Oracle fourth quarter net income declined by 4% to $3.6 billion compared to the fourth quarter a year ago, the company announced. Oracle shares fell the most in a year on Friday after its fiscal fourth-quarter report was published. The company was below revenue and earnings forecasts.

Oracle entered the Internet–based cloud software market much later than its rivals and is today paying the price as its customers switch to Web-based computing. The company has been battling with ten quarters of slowing growth.

The lower-than-expected figures were partly due to the shortfall as many customers opt for Oracle’s cloud products instead of licensing software. This results in less money coming in up front.

As cloud services only make up approximately 4% of revenue, that dilemma will persist for a while yet.

Transition going well, Oracle says

Oracle CFO, Safra Catz, announced that the company’s subscription business is nearing a run rate of $2 billion per year. “As our business has transitioned, more software revenues are being recognized over the life of a subscription rather than upfront. We’re making this transition to cloud subscriptions and ratable revenue recognition while continuously increasing our tip-line revenue and our bottom-line profits year-after year,” he explained.

Sales of new software-licenses, which analysts are watching closely because they give an indication of the company’s future revenue, remained the same at $3.77 billion. Sales of hardware systems increased to $1.47 billion, a 2.4% rise.

Oracle President Mark Hurd informed that they have transformed Sun’s commodity hardware business into a money-making and expanding Engineered Systems business. “Our overall hardware business grew 2% in constant currency this past year. We saw record levels of Engineered Systems shipments and expect to deliver our 10,000th unit in Q1,” he added.

Second biggest SaaS company worldwide

Larry Ellison, Oracle’s CEO and co-founder, says oracle is today the 2nd biggest SaaS (software-as-a-service) company globally, after Salesforce.com, but bigger and more profitable that Rackspace.

Mr. Ellison said:

“We have by far the most complete portfolio of modern SaaS and PaaS (platform-as-a-service) products in the industry: CRM: Sales, Service & Marketing; HCM: HR, Payroll & Talent; ERP: Accounting, Procurement, Supply Chain & more.”

“All these SaaS products run on the world’s most powerful PaaS: the Oracle in-memory multitenant database and Java. We plan to increase our focus on the Cloud and become number one in both the SaaS and PaaS business.”

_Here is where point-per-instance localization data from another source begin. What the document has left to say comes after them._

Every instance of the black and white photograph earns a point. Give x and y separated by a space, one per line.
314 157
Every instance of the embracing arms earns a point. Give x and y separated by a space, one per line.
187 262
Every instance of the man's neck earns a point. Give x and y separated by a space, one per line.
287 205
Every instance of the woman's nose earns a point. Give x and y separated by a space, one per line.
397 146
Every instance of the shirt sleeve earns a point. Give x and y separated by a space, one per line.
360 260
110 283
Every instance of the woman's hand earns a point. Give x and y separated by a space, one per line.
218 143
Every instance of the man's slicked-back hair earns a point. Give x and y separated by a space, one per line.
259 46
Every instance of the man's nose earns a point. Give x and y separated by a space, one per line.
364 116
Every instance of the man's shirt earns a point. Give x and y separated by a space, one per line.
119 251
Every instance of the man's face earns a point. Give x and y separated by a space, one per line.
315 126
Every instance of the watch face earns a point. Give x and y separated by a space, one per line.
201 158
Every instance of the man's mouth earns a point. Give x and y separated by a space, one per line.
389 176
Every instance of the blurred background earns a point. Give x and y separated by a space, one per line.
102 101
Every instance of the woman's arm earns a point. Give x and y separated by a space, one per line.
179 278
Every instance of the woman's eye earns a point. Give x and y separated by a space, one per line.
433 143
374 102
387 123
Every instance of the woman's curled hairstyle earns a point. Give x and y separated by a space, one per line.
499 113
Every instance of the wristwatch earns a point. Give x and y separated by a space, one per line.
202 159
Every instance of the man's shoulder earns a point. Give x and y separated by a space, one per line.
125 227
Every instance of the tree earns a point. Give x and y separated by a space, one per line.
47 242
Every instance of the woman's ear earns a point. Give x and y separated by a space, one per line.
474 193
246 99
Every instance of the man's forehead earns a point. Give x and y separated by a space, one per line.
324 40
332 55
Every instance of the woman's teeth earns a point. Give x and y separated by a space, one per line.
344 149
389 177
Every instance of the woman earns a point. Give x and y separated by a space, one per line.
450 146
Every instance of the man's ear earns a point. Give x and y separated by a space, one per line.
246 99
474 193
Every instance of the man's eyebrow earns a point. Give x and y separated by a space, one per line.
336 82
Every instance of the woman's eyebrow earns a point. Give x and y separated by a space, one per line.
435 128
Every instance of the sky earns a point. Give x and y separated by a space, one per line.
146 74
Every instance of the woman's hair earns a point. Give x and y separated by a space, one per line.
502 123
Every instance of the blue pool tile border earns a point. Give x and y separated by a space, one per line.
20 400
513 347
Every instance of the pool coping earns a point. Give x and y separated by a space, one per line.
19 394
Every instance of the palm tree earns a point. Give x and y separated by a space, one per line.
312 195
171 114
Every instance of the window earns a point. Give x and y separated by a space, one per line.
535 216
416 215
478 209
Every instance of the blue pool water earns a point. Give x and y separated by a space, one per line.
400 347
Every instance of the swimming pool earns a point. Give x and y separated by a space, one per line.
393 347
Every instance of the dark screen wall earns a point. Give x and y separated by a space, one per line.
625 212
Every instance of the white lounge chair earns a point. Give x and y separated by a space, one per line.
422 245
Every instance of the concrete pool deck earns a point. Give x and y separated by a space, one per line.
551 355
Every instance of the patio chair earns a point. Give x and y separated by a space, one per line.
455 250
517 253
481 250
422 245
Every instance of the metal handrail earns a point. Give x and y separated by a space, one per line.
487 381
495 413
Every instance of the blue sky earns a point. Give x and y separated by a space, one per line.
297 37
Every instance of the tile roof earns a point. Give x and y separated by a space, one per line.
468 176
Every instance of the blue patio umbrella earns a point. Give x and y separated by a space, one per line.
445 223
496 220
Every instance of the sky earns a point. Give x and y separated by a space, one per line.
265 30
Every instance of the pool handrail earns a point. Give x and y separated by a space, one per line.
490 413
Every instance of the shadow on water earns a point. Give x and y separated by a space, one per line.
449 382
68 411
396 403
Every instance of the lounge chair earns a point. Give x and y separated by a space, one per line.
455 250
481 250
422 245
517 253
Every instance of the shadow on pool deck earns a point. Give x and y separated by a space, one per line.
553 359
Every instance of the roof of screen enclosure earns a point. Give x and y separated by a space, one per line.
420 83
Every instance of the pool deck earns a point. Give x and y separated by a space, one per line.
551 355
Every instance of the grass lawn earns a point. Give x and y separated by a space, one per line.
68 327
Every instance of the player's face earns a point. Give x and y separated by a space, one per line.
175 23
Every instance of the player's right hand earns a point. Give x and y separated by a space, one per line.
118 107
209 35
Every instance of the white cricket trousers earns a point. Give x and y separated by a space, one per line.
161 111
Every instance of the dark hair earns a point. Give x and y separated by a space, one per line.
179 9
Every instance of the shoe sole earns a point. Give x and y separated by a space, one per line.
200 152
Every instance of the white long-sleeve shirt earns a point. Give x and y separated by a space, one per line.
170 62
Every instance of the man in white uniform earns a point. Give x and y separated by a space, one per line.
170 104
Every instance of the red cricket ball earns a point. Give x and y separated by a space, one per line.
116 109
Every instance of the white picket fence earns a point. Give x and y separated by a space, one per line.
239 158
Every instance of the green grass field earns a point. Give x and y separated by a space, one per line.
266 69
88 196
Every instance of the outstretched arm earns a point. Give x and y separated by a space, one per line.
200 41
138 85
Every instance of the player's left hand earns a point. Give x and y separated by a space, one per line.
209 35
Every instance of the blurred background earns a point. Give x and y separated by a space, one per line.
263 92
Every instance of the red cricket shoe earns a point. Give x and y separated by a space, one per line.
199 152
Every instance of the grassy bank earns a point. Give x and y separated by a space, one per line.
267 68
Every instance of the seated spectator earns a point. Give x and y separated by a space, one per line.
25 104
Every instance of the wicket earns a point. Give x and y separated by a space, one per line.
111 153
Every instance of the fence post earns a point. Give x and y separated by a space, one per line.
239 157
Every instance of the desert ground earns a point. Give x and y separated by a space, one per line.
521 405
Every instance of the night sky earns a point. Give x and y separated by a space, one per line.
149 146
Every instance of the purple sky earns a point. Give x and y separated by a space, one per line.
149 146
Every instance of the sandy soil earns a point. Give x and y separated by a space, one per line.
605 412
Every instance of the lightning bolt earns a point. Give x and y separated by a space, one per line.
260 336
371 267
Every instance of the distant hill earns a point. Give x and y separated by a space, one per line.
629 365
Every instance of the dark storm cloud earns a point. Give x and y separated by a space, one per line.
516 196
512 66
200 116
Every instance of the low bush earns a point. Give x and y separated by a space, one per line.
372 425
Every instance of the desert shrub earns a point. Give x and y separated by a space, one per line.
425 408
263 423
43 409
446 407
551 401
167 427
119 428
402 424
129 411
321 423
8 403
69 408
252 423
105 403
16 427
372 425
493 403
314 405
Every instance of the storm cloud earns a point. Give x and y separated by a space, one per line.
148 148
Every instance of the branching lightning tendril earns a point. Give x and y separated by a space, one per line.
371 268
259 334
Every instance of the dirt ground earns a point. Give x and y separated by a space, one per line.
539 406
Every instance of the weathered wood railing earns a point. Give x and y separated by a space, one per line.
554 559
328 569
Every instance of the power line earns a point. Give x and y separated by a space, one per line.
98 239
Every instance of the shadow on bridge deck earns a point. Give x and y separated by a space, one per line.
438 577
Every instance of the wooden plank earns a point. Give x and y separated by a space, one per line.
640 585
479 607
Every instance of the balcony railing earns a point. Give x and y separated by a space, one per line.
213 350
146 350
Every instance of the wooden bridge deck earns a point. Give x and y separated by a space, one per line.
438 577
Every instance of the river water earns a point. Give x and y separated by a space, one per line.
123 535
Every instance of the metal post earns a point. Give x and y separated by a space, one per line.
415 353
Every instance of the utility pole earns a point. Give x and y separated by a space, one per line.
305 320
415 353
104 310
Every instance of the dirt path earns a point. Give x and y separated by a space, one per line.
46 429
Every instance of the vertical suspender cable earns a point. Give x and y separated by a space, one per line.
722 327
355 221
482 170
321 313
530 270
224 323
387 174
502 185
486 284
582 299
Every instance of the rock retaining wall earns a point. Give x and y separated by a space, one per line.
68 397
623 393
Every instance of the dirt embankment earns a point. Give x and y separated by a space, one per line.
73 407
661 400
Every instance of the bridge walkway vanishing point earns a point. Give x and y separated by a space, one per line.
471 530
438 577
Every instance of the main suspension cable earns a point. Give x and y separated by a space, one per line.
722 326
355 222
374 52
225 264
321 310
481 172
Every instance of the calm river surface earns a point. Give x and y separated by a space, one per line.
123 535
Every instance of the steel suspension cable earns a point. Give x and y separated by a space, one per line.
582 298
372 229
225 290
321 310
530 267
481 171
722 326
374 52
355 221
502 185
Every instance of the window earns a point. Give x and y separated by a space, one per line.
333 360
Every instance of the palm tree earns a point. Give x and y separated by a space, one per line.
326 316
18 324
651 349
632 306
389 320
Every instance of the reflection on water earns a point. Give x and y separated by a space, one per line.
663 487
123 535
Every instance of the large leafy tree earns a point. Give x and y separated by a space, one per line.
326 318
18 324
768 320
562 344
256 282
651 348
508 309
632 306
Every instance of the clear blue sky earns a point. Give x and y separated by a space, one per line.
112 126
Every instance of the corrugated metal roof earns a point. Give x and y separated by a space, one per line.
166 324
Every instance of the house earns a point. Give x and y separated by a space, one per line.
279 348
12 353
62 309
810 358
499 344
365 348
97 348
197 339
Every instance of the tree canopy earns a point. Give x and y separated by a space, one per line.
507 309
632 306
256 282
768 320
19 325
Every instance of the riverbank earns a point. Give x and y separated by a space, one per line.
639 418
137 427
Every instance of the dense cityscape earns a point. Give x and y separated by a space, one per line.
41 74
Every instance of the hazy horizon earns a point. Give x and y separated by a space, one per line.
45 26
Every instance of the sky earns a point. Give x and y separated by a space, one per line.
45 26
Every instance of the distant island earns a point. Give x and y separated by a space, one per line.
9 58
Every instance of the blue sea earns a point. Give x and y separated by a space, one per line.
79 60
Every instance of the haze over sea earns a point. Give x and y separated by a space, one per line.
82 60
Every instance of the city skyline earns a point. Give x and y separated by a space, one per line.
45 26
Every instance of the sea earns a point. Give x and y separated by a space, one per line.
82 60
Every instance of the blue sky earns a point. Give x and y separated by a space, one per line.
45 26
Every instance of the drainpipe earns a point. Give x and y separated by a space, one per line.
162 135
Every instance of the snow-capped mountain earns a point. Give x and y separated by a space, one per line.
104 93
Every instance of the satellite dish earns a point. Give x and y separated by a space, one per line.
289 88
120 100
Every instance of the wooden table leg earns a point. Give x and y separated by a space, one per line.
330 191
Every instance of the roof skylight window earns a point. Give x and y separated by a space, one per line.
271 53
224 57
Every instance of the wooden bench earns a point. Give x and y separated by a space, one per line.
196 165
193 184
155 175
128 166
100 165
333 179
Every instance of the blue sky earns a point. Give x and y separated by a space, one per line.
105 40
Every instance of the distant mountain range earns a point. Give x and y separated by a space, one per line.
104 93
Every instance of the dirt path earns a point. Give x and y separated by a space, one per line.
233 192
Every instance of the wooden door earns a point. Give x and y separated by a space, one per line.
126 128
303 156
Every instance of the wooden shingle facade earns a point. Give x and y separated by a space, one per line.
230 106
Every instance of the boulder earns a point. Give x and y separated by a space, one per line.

Target – world leader in Cloud in 2 years

Mr. Elisson says his ambition is to make Oracle the largest cloud software company globally within the next 24 months, an ambitious target given that Salesforce.com’s revenue in the last fiscal year was $4.1 billion, compared to Oracle’s $1.6 billion on its two cloud segments for the twelve-month period ending in May.

How will Oracle close this huge gap? Probably by spending lots of money buying up companies. It is very close to acquiring Micros Systems to the tune of more than $5 billion, adding software for hotels and restaurants to its offering. Bloomberg said earlier this week that the two companies are in “exclusive talks”.

On Friday, Oracle bought collaboration software company LiveLOOK. It did not disclose how much money had changed hands. More than 100 Oracle customers already use LiveLOOK products, which had been embedded into its customer service application. The software allows support and sales staff to browse alongside customers in order to deal with problems and help them buy the most appropriate products.

According to LiveLOOK, it has more than 500 customers, including Match.com, CatpialOne and Accenture.

Oracle fourth quarter net income

(Data source: Oracle)

“Buy” rating on Oracle stock

Computerworld quotes a research note from Deutsche Bank, which believes that Oracle appears to have enough momentum to keep the earnings decline from alarming investors too much.

The German bank describes the company’s latest quarter results as a “modest disappointment”. Oracle is getting enough business from its cloud software to warrant a stock “buy” rating, the note added.

Peter Cohan wrote in Forbes that Ellison’s net worth probably declined by $3 billion this week. Mr. Ellison is the 5th richest person in the world.